No discussion of Tajomaru can completely escape the comparison to Rashomon, not once it introduces the character of Tajomaru, the famous and feared bandit. While the piquing of audience interest may have more to do with the basic fascination factor of its ties to Rashomon, the reveal of the titular character does shore up what had previously been a scattered, wayward narrative. Disappointingly, the initial fight scene between Tajomaru and Naomitsu is clumsily staged, with a distractingly modern, electronic-sounding score in place of the expected traditional orchestral soundtrack – a rather bewildering and inexplicable anachronism. The swords are sharp, but the action is blunt – a problem that persists throughout the rest of the film.
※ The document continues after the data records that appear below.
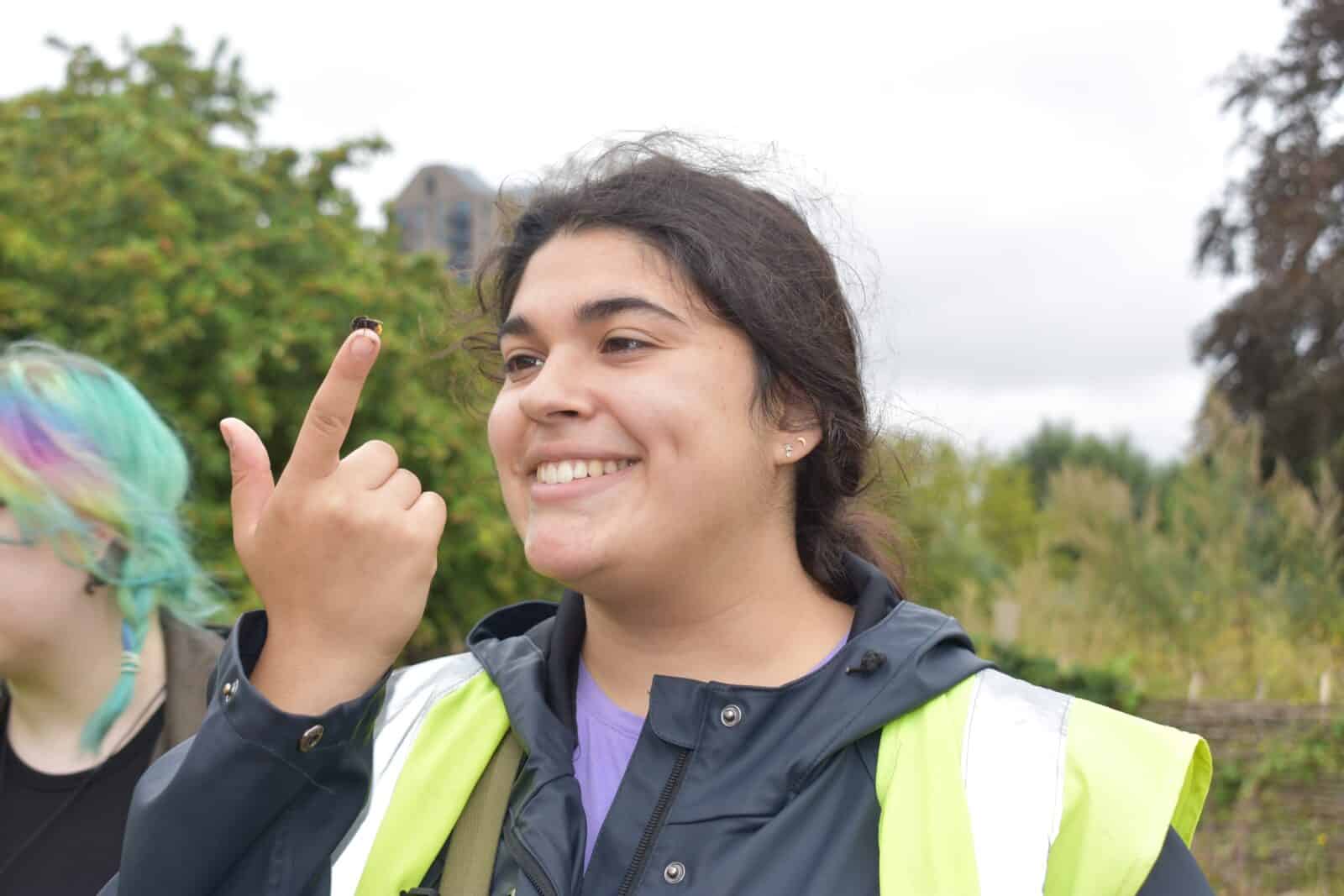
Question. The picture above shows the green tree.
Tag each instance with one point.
(144, 223)
(1054, 445)
(1278, 347)
(967, 521)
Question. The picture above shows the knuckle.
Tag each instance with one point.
(327, 422)
(382, 449)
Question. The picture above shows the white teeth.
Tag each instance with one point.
(557, 472)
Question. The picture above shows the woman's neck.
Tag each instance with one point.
(51, 700)
(761, 625)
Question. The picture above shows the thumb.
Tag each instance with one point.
(253, 479)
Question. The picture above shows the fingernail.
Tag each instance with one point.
(365, 344)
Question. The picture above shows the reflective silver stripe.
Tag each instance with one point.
(412, 692)
(1012, 766)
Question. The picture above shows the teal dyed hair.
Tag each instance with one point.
(85, 464)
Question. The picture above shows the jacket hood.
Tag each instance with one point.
(898, 658)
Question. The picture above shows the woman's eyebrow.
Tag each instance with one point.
(595, 311)
(604, 308)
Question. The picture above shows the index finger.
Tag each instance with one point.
(327, 423)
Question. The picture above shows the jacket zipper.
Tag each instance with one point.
(531, 868)
(655, 826)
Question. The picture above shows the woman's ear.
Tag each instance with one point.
(799, 430)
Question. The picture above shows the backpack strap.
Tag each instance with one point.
(475, 840)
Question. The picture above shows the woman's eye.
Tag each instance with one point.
(616, 344)
(519, 364)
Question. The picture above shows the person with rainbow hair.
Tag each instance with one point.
(101, 669)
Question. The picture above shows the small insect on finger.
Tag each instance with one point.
(366, 322)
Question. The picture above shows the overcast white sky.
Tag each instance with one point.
(1023, 179)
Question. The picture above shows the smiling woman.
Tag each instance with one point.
(732, 696)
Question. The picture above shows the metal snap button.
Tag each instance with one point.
(311, 738)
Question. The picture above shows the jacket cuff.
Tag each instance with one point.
(308, 743)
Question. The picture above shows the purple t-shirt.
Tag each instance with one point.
(606, 741)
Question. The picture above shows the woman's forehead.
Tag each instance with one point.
(577, 269)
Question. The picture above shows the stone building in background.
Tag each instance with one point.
(449, 211)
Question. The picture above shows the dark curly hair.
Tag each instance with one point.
(761, 269)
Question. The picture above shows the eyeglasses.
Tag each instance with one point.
(22, 540)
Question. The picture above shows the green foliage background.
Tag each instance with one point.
(141, 222)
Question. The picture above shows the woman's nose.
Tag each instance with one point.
(557, 391)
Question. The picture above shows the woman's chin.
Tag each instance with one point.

Tajomaru is easy on the eye, even if its sets and production design aren’t quite as grand as one might have expected from a historical epic (indicative, presumably, of a limited budget); and the actors work hard to bring life to a script that offers little in the way of character emotion beyond varying levels of intensity, jealousy and anger. It’s clear the filmmakers intend to create a passionate epic, but with the story making a point of stopping by so many familiar and traditional signposts, audience engagement is limited. Even an intriguing subplot involving the sexual abuse of Sakuramaru at the hands of the Shogun, within the confines of otherwise clichéd storytelling, is nothing more than a way for the filmmakers to ensure that audience sympathy was directed where they intended. It aims for so much – grand, epic, passionate and powerful – but in the end falls sadly short. Ultimately, Tajomaru never seems quite sure of its own identity, and is more a mixed bag of curious intentions than any sort of cohesive whole.
Hardly a Japanese Rosencrantz and Guildenstern. An interesting proposition for cinema lovers, but an ultimately unnecessary appendix to the Rashomon legacy. Lacking its own identity, and fighting for shelf-space with superior movies in the same genre, it is difficult to see to whom, exactly, Tajomaru will appeal.